Colombia Field Report: Visit to Valledupar, a Paramilitary Stronghold

May 7, 2010 | Oriana Zill de Granados

The latest field report from Women, War & Peace producer Oriana Zill de Granados:

A banner in Valledupar reads, "Alvaro Araujo is innocent," a reference to the former Colombian senator who is suspected of having ties to paramilitary leaders.

On April 22 our Wide Angle documentary team traveled to Valledupar, Colombia, a quaint colonial city that is also a paramilitary stronghold.

Valledupar’s streets wrap around a large central square and an impressive Catholic church. Pedestrians fill the busy markets and stores that line its streets. When resident Edinson Ibarra gave us a tour, he pointed out a home near the central square that belongs to former Colombian senator Alvaro Araujo, who was convicted in March of having ties to paramilitary leaders. A large banner hung on the front of his house read, “Alvaro Araujo is innocent.” Many residents here support paramilitary groups because they provide protection against incursions by leftist guerrillas.

As we left the square and drove through an upscale neighborhood, Ibarra pointed out the family home of “Jorge 40,” a former top paramilitary leader in northern Colombia. He warned us not to stop and film the house, as two armed bodyguards with intimidating faces stood watch outside. “Jorge 40” is an alias for Rodrigo Tovar Pupo, who turned himself in to Colombian authorities in 2006 as part of a negotiated “Justice and Peace” process in which paramilitary leaders who confessed their crimes received reduced jail terms. He was extradited to the United States in 2008 to face cocaine trafficking charges. His parents still live here in Valledupar. His wife and children, we learned, have fled to Europe.

A flyer offers reward money for information about the disappearance of Carlos Ibarra and his six co-workers in March 2000.

Ibarra then stopped outside the home of his mother, Matilde Bernal Arenas. She agreed to be interviewed for Wide Angle about how her son, Carlos Ibarra, and six other men were disappeared while working for local Colombian federal investigators. The next day, Arenas and family members of several of the victims each told us a similar story: In March of 2000, these men were sent to exhume a body in a remote area controlled by paramilitaries. They never returned, and their bodies and their vehicles have never been found.

Ten years later, the suffering of the family members is still so tangible that the women cry often when discussing their loss. While one never gets over the death of a family member, they explain, a disappearance is twice as difficult, because you always hope your loved one will walk in the door some day, the victim of memory loss…a prisoner…a kidnapping…anything that could explain their absence.

Frustrated by the lack of progress on the case, this group of women banned together and began their own investigation. They traveled to the town where the men were last seen, interviewed witnesses and followed leads. The women also talked to everyone they could in Valledupar who knew the paramilitary leaders in order to try to find out what happened to their loved ones.

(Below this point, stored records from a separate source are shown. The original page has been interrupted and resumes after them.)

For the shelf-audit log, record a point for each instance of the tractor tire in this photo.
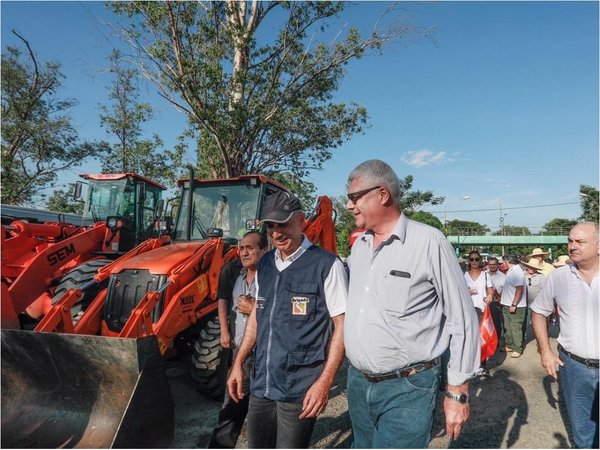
(209, 361)
(78, 277)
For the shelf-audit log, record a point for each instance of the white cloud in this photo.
(422, 158)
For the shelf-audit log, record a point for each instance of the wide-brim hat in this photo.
(538, 252)
(534, 263)
(562, 260)
(279, 207)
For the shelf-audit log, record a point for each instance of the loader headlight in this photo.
(111, 222)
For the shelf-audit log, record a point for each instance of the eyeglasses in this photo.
(355, 196)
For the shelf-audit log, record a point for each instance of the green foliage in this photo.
(428, 219)
(465, 228)
(413, 200)
(38, 138)
(558, 226)
(260, 102)
(589, 203)
(123, 121)
(344, 225)
(63, 201)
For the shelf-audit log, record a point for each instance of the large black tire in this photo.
(78, 277)
(209, 361)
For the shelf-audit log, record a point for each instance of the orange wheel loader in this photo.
(109, 358)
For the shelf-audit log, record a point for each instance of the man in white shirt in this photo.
(574, 289)
(514, 306)
(498, 279)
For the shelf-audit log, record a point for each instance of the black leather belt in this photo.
(587, 361)
(401, 373)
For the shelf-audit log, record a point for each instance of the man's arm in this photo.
(516, 299)
(223, 305)
(317, 395)
(236, 377)
(548, 357)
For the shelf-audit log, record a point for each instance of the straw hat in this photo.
(562, 260)
(538, 252)
(533, 263)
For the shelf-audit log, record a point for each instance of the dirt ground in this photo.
(517, 407)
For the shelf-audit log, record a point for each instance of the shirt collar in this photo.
(398, 232)
(304, 245)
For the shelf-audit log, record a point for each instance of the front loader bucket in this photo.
(76, 391)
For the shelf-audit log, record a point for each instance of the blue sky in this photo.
(504, 109)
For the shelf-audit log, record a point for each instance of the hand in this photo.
(315, 400)
(235, 383)
(245, 304)
(550, 361)
(456, 416)
(225, 338)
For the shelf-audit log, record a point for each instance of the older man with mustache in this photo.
(574, 288)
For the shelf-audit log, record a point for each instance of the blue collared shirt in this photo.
(407, 302)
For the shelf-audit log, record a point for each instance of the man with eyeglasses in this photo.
(407, 303)
(498, 279)
(297, 328)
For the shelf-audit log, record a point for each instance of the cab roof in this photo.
(120, 176)
(262, 179)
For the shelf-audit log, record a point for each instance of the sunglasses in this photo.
(355, 196)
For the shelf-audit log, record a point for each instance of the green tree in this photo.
(558, 226)
(38, 139)
(254, 81)
(411, 201)
(589, 203)
(465, 227)
(63, 201)
(123, 120)
(427, 218)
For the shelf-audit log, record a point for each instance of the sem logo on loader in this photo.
(60, 254)
(187, 299)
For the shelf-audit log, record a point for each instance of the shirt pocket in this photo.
(301, 301)
(392, 293)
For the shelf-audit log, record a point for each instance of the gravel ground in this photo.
(517, 407)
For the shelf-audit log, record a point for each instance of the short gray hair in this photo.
(375, 172)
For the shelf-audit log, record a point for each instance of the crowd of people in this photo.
(404, 314)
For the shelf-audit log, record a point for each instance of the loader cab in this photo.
(126, 202)
(226, 208)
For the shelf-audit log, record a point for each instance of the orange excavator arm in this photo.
(319, 228)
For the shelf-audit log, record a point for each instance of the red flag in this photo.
(489, 338)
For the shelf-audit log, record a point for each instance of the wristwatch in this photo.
(460, 398)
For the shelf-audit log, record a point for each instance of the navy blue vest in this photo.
(293, 325)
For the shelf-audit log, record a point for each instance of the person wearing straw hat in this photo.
(575, 289)
(535, 279)
(541, 255)
(514, 307)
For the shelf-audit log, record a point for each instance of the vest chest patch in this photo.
(300, 306)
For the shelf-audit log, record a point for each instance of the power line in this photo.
(504, 208)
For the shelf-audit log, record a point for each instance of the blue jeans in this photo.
(396, 413)
(274, 424)
(579, 385)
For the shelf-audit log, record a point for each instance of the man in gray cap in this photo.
(297, 328)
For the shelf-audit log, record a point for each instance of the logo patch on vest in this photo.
(300, 306)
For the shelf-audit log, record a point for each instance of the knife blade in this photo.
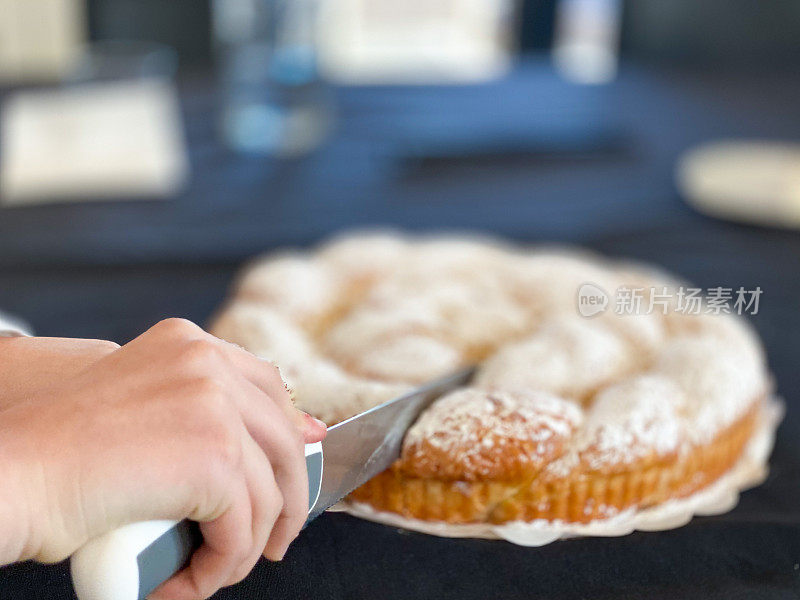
(130, 562)
(362, 446)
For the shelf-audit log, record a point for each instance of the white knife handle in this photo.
(130, 562)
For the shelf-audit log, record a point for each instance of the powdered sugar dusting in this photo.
(649, 385)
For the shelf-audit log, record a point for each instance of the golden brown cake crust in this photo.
(569, 418)
(581, 496)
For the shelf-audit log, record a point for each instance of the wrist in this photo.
(15, 518)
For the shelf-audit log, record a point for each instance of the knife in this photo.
(130, 562)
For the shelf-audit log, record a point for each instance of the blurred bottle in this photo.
(274, 101)
(586, 40)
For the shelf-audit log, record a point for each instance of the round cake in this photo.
(573, 416)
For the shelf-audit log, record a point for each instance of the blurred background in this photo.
(148, 148)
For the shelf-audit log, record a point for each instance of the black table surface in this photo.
(592, 166)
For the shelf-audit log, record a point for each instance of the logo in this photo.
(592, 300)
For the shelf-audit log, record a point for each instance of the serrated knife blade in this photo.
(362, 446)
(129, 562)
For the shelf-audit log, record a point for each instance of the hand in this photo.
(176, 424)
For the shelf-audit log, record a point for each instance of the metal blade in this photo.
(359, 448)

One of the women, Olga Martinez Ovalle, was actually a neighbor of Jorge 40 while she was growing up and she knew him fairly well. At first she was afraid to contact him, but eventually got in touch after he turned himself in. She went to visit him in the Valledupar jail, she told us, and confronted him about her brother. He told her, “He is in the place of the lost ones, with the people who are lost,” an opaque way of saying that he was dead.

Edinson Ibarra sits with Olga Martinez Ovalle. His brother and her husband were disappeared by paramilitary soldiers. Family members of the victims have become close friends.

Ovalle and the other women were crushed to hear this, but they were hopeful when Jorge 40 promised to try to find out where the bodies were buried. That is what they now want most — to find the remains of their loved ones and give them a Christian burial.  “He told us he would let us know where they are,” Ovalle said, “but that was four years ago and we are still waiting.” They also want answers. None of the women are sure why their sons and husbands, fathers and brothers, were killed by the paramilitary, though they suspect they stumbled across a dumping ground for murder victims.

The women had hoped to hear Jorge 40 admit his participation in the murders during a hearing before victims and authorities as part of the Justice and Peace process. But before this happened he was one of a dozen paramilitary leaders extradited to the United States to face drug charges. When I asked one young wife what she would say to the U.S. prosecutors now holding Jorge 40, her face hardened in pain. “I would ask him,” she said, “do you have children?  Do you know what it is like to watch your children waiting for a father who never comes home? We simply want to know the truth.”